The Phoenix Assurance Company was founded in London in 1781. In 1974 its headquarters relocated to “Phoenix House” on Redcliffe Hill (now the Holland House hotel) and in the mid 1980s further expanded into a new building, then known as “Freshford House” diametrically across the traffic island from St Mary Redcliffe church. Outside of the building, at the junction of Redcliffe Street and Redcliffe Way, the company erected a sculpture, now partially hidden behind shrubbery. It is called “Phoenix and Four Elements” and was commissioned in 1985.

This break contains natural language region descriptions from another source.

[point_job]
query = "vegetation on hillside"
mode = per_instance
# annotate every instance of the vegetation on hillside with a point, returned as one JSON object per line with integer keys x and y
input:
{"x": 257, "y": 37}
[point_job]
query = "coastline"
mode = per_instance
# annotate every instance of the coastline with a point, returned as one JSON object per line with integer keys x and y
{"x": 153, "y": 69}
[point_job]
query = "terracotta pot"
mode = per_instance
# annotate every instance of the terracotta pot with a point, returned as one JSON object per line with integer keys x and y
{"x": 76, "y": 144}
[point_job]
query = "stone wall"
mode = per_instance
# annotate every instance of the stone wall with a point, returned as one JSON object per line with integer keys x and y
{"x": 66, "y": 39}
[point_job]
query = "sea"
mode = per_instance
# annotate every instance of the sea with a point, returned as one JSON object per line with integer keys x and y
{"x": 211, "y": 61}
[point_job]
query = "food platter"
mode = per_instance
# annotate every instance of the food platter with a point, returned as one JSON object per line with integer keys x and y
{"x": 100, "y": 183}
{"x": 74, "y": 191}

The four relief bronze panels depict Earth, Air, Fire and Water (the four basic elements of alchemy, or mediæval chemistry) and form the four sides of a stylized geometric mountain which represents the world and on which a bronze phoenix alights to be reborn in flames. “Earth” is the pregnant figure emerging from the clay of the relief, surrounded by orchids. “Air” is seen against the disc of the sun borne along by the wind which blows her hair between the fingers of her right hand. “Fire” is the figure emerging from the flames with stylised flames to her left and “Water” is represented by the swimming figure.
The “Phoenix” is a mythical bird said to live for some 500 years before immolating itself on a funeral pyre from which it rose again in renewed youth, regenerating itself from the ashes.